Гостиница помещалась на бульваре Ля Шапель, налево от заставы Пуассоньер, в ветхом трехэтажном доме, до половины окрашенном в красно-бурый цвет, с прогнившими от дождя ставнями. Над фонарем с растрескавшимися стеклами, между двух окон, с трудом можно было прочитать надпись: «Гостиница Добро пожаловать, владелец Марсулье», выведенную большими желтыми буквами на облупившейся от сырости стене. Фонарь мешал Жервезе, и она вытягивала шею, прижимая платок к губам. Она смотрела направо, в сторону бульвара Рошешуар, где перед бойней толпились мясники в окровавленных передниках; порой свежий ветер обдавал ее зловонием, тошнотворным запахом битой скотины. Она смотрела налево, вглядываясь в протянувшуюся длинной лентой улицу, которая доходила до ее дома и тут заканчивалась бесформенным белым зданием — недостроенной больницей Ларибуазьер. Медленно обводила она взглядом городскую стену, за которой по ночам слышались крики и мольбы о помощи. Она упорно всматривалась во все укромные уголки, в темные от сырости, загаженные закоулки, боясь увидеть там тело Лантье со вспоротым животом. Перед ее глазами тянулась нескончаемая стена, окружавшая город унылой серой полосой, а над ней она видела в небе яркий отсвет, наполнявший воздух солнечной пылью, и слышала гул пробуждавшегося Парижа. Но Жервеза все возвращалась взглядом к заставе Пуассоньер и, вытянув шею, следила за непрерывным потоком людей, лошадей и повозок, который стекал с холмов Монмартра и Ля Шапель и вливался в город между двумя приземистыми таможенными башнями. Оттуда доносился словно топот идущего стада, и стоило толпе остановиться, как она тут же растекалась во все стороны, точно лужа на мостовой; бесконечной вереницей тянулись рабочие с инструментом за спиной и с хлебом под мышкой; и вся эта лавина растворялась, тонула в поглощавшем ее Париже. Порой Жервезе казалось, что она видит в этой сутолоке Лантье, и она еще больше высовывалась из окна, рискуя свалиться вниз; а потом крепче прижимала к губам платок, как будто хотела поглубже загнать свою боль.

За спиной ее послышался веселый молодой голос:

— Что это, госпожа Лантье, хозяина нет дома?

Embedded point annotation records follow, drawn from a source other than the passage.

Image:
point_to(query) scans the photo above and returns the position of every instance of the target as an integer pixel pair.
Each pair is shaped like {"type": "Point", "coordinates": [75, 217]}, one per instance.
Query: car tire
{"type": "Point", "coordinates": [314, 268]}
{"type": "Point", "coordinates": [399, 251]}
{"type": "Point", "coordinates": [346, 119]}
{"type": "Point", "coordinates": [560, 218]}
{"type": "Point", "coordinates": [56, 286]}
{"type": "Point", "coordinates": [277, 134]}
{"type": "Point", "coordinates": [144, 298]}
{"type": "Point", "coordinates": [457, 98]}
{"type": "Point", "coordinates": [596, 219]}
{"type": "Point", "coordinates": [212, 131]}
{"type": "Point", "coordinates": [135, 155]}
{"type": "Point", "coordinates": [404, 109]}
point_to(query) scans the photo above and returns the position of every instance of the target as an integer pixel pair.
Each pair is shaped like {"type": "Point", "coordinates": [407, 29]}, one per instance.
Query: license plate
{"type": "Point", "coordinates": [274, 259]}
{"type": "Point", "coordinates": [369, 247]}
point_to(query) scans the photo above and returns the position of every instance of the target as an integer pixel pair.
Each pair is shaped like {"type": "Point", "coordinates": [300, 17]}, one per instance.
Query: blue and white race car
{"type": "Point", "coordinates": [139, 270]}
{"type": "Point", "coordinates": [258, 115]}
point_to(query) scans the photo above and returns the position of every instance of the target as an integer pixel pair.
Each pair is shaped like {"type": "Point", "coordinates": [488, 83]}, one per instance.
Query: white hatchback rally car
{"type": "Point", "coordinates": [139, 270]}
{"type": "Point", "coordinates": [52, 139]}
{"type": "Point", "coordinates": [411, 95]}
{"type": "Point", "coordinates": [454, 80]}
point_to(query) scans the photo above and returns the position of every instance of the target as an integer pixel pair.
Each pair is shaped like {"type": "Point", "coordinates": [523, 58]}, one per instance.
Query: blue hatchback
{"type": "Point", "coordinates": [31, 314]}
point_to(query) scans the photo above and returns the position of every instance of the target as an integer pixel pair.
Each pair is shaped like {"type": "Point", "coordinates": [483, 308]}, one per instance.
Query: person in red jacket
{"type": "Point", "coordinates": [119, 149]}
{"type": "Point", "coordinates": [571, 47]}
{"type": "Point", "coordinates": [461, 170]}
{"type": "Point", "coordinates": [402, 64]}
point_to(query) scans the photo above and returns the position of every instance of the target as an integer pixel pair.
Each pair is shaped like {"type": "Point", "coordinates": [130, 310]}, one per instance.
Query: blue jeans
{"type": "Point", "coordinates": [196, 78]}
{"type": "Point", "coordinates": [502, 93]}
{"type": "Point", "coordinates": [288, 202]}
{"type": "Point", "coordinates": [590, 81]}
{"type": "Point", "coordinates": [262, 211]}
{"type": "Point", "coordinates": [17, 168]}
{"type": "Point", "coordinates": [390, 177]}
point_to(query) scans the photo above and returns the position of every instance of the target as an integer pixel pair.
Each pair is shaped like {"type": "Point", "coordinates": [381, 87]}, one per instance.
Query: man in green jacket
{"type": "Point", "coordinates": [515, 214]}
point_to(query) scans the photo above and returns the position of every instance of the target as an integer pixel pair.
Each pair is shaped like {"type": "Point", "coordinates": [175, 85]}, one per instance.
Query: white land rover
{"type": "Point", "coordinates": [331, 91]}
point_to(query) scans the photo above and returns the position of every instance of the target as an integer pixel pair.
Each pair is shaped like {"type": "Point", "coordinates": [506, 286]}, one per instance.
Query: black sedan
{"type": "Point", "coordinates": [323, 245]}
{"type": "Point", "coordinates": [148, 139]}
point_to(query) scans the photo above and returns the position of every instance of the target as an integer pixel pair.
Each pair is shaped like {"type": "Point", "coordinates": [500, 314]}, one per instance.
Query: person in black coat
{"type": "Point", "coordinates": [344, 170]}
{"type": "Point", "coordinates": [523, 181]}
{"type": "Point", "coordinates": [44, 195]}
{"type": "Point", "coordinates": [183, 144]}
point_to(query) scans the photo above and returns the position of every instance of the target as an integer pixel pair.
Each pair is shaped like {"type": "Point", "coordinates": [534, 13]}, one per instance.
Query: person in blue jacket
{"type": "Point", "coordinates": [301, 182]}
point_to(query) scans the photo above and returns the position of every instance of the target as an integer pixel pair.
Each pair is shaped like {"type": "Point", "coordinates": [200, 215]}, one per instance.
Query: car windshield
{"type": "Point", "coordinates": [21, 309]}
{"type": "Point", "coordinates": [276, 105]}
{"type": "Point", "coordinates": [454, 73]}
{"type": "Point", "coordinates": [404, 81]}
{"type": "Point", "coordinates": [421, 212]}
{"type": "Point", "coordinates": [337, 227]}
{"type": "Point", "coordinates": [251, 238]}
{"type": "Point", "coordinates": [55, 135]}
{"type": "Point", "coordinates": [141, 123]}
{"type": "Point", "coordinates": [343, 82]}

— Как видите, господин Купо, — ответила она, оторвавшись от окна и силясь улыбнуться.

Купо, рабочий-кровельщик, снимал в том же доме на самом верху комнатушку за десять франков. Он нес за спиной свой мешок. Увидев, что ключ торчит в двери, он зашел по-приятельски, не постучав.

— Знаете, — продолжал он, — ведь я теперь работаю здесь рядом, в больнице. А май-то как нынче хорош! Но с утра довольно свежо.

Он поглядел на покрасневшее от слез лицо Жервезы. Заметив нетронутую постель, он тихонько покачал головой; затем подошел к кровати, на которой спокойно спали дети, розовые, как ангелочки, и сказал, понизив голос:

— Полно! Вы думаете, хозяин загулял?.. Не тужите, госпожа Лантье. Ведь он вечно занят политикой. Давеча, когда голосовали за Эжена Сю, парня вроде бы и не плохого, он бродил как помешанный. И нынче, может, просидел всю ночь со своими дружками, ругая стервеца Бонапарта.

— Нет, нет, — прошептала Жервеза с усилием, — тут совсем не то, что вы думаете… Я знаю, где он… Ах, господи, у всякого свое горе!..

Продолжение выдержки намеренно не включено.